David Pernet : On voit en effet dans l’année une confirmation de l’évolution climatique avec des choses rendues plus compliquées, comme le mildiou avec l’humidité du printemps, mais aussi des choses favorisées, comme le rendement potentiel très confortable pour les propriétés ayant pu déjouer le mildiou. S’il n’y avait pas eu les conditions très chaudes de la fin août à début septembre, il n’y aurait pas eu une évolution aussi favorable de la maturité sur une grande quantité de parcelles. Sachant qu’une partie, minoritaire, du vignoble a souffert de ces conditions de fin de saison.
C’est surtout la cadence qui a joué. Nous suivons beaucoup de vignobles en bio et il y avait des créneaux pour traiter. On ne mesure pas plus de pluie en fréquence ou en quantité ce millésime. On pouvait avoir de très bons résultats de protection à condition d’avoir pu augmenter la cadence et profiter des différents créneaux disponibles. En conventionnel, la majorité de la couverture phytosanitaire repose sur du cuivre et des phosphonates : on n’est plus à l’époque des phytos CMR (Cancérigènes, Mutagènes et Reprotoxiques). La virulence du mildiou est liée aux conditions climatiques. Les températures nocturnes plus élevées, les fortes hygrométries et la vigueur plus importante ont créé un terrain d’expression favorable au mildiou.
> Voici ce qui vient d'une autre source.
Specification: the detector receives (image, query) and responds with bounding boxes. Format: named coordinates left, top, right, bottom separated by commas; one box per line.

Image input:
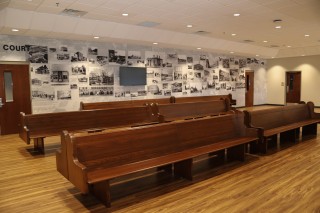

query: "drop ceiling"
left=0, top=0, right=320, bottom=58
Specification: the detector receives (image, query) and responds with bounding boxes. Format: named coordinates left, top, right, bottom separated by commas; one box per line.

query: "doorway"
left=286, top=71, right=301, bottom=104
left=0, top=62, right=31, bottom=135
left=245, top=70, right=254, bottom=107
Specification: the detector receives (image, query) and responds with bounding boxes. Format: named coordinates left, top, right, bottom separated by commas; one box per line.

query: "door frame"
left=244, top=70, right=254, bottom=107
left=284, top=70, right=302, bottom=105
left=0, top=60, right=33, bottom=134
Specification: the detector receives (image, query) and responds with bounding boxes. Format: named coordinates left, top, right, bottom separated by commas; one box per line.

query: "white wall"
left=0, top=35, right=267, bottom=113
left=267, top=55, right=320, bottom=106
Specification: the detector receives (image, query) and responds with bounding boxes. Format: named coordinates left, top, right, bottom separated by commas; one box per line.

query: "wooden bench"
left=63, top=114, right=258, bottom=206
left=19, top=106, right=157, bottom=152
left=80, top=97, right=173, bottom=110
left=151, top=99, right=231, bottom=122
left=172, top=94, right=237, bottom=105
left=244, top=102, right=320, bottom=153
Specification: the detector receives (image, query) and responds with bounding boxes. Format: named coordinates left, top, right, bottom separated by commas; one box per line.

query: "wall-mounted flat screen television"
left=119, top=67, right=147, bottom=86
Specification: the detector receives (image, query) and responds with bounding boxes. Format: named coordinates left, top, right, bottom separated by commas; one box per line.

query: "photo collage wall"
left=0, top=35, right=265, bottom=113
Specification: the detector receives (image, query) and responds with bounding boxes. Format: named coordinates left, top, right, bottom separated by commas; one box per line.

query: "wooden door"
left=246, top=70, right=254, bottom=107
left=286, top=72, right=301, bottom=103
left=0, top=62, right=31, bottom=135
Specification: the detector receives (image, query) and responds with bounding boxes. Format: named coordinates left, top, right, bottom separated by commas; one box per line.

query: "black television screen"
left=119, top=67, right=147, bottom=86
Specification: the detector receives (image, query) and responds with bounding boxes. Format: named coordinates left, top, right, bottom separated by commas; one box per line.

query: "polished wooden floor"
left=0, top=109, right=320, bottom=213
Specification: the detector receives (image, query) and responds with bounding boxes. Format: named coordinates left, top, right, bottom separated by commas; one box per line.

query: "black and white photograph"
left=78, top=76, right=88, bottom=84
left=27, top=45, right=48, bottom=63
left=71, top=64, right=87, bottom=75
left=50, top=64, right=70, bottom=85
left=222, top=58, right=230, bottom=68
left=97, top=55, right=108, bottom=66
left=138, top=90, right=147, bottom=96
left=79, top=87, right=114, bottom=97
left=88, top=47, right=98, bottom=55
left=50, top=70, right=69, bottom=85
left=193, top=64, right=203, bottom=70
left=190, top=82, right=202, bottom=93
left=60, top=46, right=68, bottom=52
left=146, top=55, right=163, bottom=68
left=31, top=64, right=50, bottom=75
left=163, top=90, right=171, bottom=96
left=171, top=82, right=182, bottom=93
left=147, top=85, right=161, bottom=95
left=57, top=90, right=71, bottom=100
left=31, top=78, right=42, bottom=86
left=219, top=70, right=230, bottom=81
left=187, top=56, right=193, bottom=64
left=161, top=68, right=173, bottom=82
left=57, top=53, right=70, bottom=61
left=49, top=47, right=57, bottom=53
left=178, top=55, right=187, bottom=64
left=127, top=51, right=145, bottom=67
left=71, top=51, right=87, bottom=62
left=109, top=50, right=126, bottom=64
left=31, top=87, right=55, bottom=101
left=89, top=67, right=114, bottom=86
left=230, top=69, right=239, bottom=81
left=70, top=84, right=78, bottom=89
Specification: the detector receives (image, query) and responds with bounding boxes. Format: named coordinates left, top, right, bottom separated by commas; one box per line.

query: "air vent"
left=194, top=30, right=209, bottom=35
left=60, top=9, right=88, bottom=17
left=243, top=39, right=254, bottom=43
left=137, top=21, right=160, bottom=27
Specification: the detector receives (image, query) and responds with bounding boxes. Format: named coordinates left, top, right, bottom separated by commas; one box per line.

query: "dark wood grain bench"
left=80, top=97, right=173, bottom=110
left=151, top=99, right=231, bottom=122
left=244, top=102, right=320, bottom=153
left=63, top=114, right=258, bottom=206
left=172, top=94, right=237, bottom=105
left=19, top=106, right=157, bottom=152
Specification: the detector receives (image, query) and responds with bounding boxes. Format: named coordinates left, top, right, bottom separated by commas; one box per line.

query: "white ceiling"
left=0, top=0, right=320, bottom=58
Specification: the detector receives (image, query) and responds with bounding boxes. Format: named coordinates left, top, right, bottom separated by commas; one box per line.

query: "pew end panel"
left=19, top=112, right=30, bottom=144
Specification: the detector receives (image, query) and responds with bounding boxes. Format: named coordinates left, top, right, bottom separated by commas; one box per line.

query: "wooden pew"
left=63, top=114, right=258, bottom=206
left=244, top=102, right=320, bottom=153
left=19, top=106, right=157, bottom=152
left=173, top=94, right=237, bottom=105
left=80, top=97, right=173, bottom=110
left=151, top=99, right=231, bottom=122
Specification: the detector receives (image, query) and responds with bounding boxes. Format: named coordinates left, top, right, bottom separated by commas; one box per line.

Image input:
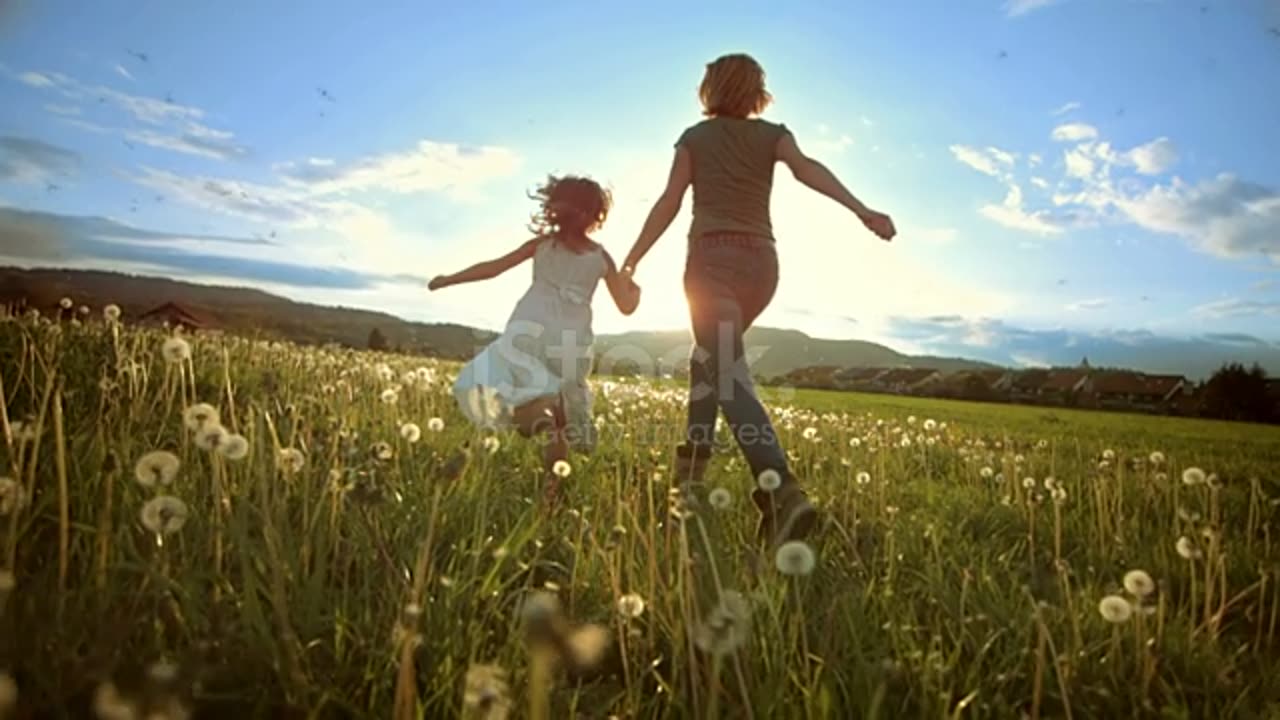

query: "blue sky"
left=0, top=0, right=1280, bottom=372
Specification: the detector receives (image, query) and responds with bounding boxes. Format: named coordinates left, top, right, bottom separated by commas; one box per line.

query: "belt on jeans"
left=689, top=232, right=773, bottom=250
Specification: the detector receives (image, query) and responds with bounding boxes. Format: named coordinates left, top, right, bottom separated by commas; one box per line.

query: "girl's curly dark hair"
left=529, top=176, right=613, bottom=238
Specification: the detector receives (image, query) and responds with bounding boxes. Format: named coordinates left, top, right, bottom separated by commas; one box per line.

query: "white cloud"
left=950, top=145, right=1015, bottom=177
left=276, top=140, right=520, bottom=195
left=1050, top=123, right=1098, bottom=142
left=1128, top=137, right=1178, bottom=176
left=1005, top=0, right=1061, bottom=18
left=1052, top=100, right=1082, bottom=117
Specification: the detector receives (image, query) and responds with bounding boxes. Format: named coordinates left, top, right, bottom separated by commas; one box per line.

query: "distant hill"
left=0, top=268, right=993, bottom=377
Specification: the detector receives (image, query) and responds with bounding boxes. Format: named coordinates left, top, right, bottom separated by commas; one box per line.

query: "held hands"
left=858, top=209, right=897, bottom=242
On a coché les trois étapes qui conditionnent le rendement : une fertilité élevée en nombre et en taille d’inflorescences (grâce au printemps 2022), d’excellentes conditions de floraison (du 22 mai au 10 juin) et des précipitations importantes la dernière décade de juin (avec un grossissement des baies avant la fermeture). Ces dernières pluies ont par contre achevé d’emporter la récolte pour les vignobles touchés par le mildiou. Pour les autres, le potentiel de récolte est très important malgré les conditions sèches en cours de maturation.
Ces conditions ont permis la maturation des composés phénoliques en conservant les acidités. Et d’atteindre une maturité technologique satisfaisante des raisins, même dans les situations de rendements importants.
Cette année révèle l’évolution des pratiques viticoles, avec des produits de traitement moins agressifs avec l’éviction des CMR. Ce millésime renforce l’écart entre les propriétés valorisant leurs vins sur les marchés, celles pouvant maintenir un outil de production efficient, et les autres, majoritaires, qui ont des problématiques de personnel, de finances et de matériels. Il y a un grand écart entre ceux qui ont pu protéger correctement leur récolte, avec un rendement supérieur à la moyenne, et ceux qui n’ont pas pu, et se retrouvent avec une récolte réduite à peau de chagrin.
2018 n’était pas un millésime facile. Il y a eu localement des pertes de rendements liés au mildiou, des situations climatiques communes… Le millésime 2023 est aussi riche du point de vue phénolique, équilibré avec néanmoins des degrés en moyenne un peu moindres qu’en 2018, notamment sous l’effet du rendement. Là où le mildiou ne pèse pas, le millésime 2023 a un très bon potentiel qualitatif. Ce sera un millésime de garde, avec une solide constitution.